The Westchester Square Business Improvement District was among Bronx communities receiving grants last week from the NYC Department of Small Business Services to spotlight culture and attract shoppers.
The Avenue NYC program targets business attraction and retention, façade improvements, merchant organizing, placemaking, and organizational development, according to SBS spokeswoman Catherine Tenuta.
Grants in the amount of $30,000 will be awarded to 34 community-based development organizations citywide, including eight in the Bronx.
“Small businesses are an essential part of building vibrant neighborhoods, and the grants we are awarding today will help meet tailored, local needs,” said Gregg Bishop, Commissioner of the NYC Department of Small Business Services.
BID president Lisa Sorin said the SBS has been the most supportive city agency for the district in terms of funding, and said a grant last year helped brand the district in efforts to educate residents about the square’s cultural heritage.
“The goal with these types of grants that SBS provides is getting people to stop and enjoy the area,” Sorin said.
Programs last year included an event at Huntington Library and Reading Room that celebrated the Jazz Age of the 1920s.
The BID is also working to put historic markers in the district detailing the area’s role in the Revolutionary War, such as the Battle of Westchester Creek that took place October 12, 1776.
Sorin said she hopes to create a small park that celebrates that history in the area.
This year’s goal is make Westchester Square into a historic, cultural corridor, Sorin said.
“This grant will go towards tours, bringing artists to the area, and really branding it as a place to come for the arts, and bringing in little stores that compliment that theme,” Sorin said.

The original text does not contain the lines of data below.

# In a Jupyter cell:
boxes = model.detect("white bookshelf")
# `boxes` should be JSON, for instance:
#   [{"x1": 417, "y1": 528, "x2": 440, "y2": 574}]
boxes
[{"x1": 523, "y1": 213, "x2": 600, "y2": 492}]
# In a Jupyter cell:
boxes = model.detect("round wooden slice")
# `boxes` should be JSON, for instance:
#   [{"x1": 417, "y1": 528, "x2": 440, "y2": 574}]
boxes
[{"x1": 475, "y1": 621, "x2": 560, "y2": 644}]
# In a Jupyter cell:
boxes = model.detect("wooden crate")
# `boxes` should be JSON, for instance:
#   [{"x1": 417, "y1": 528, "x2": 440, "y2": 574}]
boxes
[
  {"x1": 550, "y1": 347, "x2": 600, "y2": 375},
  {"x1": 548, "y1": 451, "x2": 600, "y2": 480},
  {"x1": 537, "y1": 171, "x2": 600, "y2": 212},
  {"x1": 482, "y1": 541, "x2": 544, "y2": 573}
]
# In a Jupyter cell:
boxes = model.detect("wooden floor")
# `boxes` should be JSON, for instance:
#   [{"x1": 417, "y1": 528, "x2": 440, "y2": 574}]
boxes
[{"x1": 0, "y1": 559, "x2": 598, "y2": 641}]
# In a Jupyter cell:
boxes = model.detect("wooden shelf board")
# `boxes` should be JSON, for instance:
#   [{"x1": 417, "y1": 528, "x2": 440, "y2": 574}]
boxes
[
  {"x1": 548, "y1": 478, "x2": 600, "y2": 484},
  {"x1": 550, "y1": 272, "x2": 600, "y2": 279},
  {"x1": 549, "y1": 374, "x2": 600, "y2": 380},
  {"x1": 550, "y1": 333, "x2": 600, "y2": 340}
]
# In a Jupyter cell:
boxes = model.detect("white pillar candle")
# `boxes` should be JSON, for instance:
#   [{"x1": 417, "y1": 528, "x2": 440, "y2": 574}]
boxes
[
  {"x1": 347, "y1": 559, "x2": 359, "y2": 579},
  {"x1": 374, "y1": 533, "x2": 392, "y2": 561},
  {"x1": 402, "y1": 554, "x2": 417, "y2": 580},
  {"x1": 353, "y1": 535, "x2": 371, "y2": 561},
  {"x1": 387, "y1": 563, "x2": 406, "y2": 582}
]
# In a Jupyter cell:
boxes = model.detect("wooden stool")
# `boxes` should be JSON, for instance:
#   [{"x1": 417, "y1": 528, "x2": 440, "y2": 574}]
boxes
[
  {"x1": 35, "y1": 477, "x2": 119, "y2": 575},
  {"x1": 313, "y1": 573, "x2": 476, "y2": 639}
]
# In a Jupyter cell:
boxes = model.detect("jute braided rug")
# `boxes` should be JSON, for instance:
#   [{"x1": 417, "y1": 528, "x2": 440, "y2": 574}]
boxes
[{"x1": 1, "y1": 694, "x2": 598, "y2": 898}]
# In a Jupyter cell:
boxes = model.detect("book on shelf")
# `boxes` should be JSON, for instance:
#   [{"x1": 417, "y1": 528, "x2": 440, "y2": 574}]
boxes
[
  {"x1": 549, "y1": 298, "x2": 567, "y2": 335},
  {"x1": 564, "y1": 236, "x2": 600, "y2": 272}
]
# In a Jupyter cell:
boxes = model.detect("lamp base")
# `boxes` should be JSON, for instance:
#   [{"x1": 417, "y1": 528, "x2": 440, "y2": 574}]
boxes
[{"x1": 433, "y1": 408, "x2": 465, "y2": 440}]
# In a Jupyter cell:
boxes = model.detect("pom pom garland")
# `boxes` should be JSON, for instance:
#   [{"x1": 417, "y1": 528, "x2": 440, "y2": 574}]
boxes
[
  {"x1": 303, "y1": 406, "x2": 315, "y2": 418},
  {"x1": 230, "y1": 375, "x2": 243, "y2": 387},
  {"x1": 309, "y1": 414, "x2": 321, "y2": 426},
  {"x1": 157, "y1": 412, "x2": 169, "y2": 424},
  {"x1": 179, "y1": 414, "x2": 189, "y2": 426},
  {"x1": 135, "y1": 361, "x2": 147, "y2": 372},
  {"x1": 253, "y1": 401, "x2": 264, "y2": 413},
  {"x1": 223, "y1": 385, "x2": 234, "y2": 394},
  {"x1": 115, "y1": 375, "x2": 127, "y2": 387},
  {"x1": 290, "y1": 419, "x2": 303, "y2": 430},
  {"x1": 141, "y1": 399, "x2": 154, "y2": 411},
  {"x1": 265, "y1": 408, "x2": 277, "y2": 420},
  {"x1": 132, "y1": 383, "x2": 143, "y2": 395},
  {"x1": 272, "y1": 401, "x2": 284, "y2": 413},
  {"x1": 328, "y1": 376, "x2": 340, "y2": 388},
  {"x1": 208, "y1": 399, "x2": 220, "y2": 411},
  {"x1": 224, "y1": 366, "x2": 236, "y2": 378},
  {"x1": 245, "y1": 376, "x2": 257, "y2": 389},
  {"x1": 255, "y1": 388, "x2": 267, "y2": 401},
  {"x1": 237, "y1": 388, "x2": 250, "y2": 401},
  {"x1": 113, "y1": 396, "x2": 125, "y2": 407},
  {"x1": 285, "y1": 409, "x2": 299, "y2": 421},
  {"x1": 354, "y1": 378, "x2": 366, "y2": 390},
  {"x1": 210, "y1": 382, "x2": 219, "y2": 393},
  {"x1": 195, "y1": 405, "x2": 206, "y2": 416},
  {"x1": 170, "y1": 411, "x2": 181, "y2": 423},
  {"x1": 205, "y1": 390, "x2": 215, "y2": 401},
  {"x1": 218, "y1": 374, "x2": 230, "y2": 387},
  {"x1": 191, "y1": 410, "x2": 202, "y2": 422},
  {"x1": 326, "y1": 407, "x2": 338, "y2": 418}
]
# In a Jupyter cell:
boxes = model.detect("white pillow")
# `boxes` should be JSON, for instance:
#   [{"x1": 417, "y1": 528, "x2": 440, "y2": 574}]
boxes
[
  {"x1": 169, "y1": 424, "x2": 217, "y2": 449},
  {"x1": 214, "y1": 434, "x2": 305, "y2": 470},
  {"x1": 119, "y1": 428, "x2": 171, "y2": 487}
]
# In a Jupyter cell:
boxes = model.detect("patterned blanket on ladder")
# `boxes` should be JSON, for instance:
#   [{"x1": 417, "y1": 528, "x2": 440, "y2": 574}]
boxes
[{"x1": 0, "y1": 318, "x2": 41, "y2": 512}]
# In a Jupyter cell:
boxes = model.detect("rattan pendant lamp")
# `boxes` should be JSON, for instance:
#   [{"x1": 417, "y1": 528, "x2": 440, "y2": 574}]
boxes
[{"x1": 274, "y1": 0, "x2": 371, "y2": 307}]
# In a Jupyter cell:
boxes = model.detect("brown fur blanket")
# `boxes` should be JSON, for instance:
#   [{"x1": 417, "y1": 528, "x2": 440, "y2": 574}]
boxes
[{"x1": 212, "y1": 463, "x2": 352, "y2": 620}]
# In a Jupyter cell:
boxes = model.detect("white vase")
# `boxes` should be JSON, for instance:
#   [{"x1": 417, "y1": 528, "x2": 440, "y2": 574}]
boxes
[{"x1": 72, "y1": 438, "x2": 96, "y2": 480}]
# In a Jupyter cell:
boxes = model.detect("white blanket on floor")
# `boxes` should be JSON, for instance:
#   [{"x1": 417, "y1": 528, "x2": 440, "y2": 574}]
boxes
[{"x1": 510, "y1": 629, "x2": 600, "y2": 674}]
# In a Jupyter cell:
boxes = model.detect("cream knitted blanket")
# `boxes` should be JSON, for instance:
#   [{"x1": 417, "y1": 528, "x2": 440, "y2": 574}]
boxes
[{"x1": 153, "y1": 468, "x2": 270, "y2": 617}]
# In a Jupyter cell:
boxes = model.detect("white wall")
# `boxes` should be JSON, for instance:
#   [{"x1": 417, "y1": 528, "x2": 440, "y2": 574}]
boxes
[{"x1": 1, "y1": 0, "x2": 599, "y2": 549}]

Huntington Free Library and Reading Room president Tom Casey said the Battle of Westchester Creek played a pivotal role in allowing Washington’s escape to Pennsylvania from British forces that had landed near Throggs Neck, thus saving the General’s forces (and likely the revolution itself) early in the campaign. The stories from that battle could help draw history buffs, he said.
“There is a monument over by White Castle that mentions the battle, but we’re looking to do a little more to (document) where the cannons were placed, where the troops landed, where exactly was the bridge…those sort of things,” Casey said.
SBS funding has already allowed the BID to hire an actor to dress as a Revolutionary War soldier character that interact with young people for the Fair on the Square, and possibly a tour of the historic St. Peter’s Episcopal Church cemetery on Halloween.
The Bronx Council on the Arts assisted Sorin in procuring the grant by writing a recommendation, said director Barbara Prete.
The council sees the Westchester Square area as an up and coming community with a lot of cultural potential, and will soon be the home to a new headquarters at 2700 East Tremont Avenue at the former site of a former Chase Morgan bank.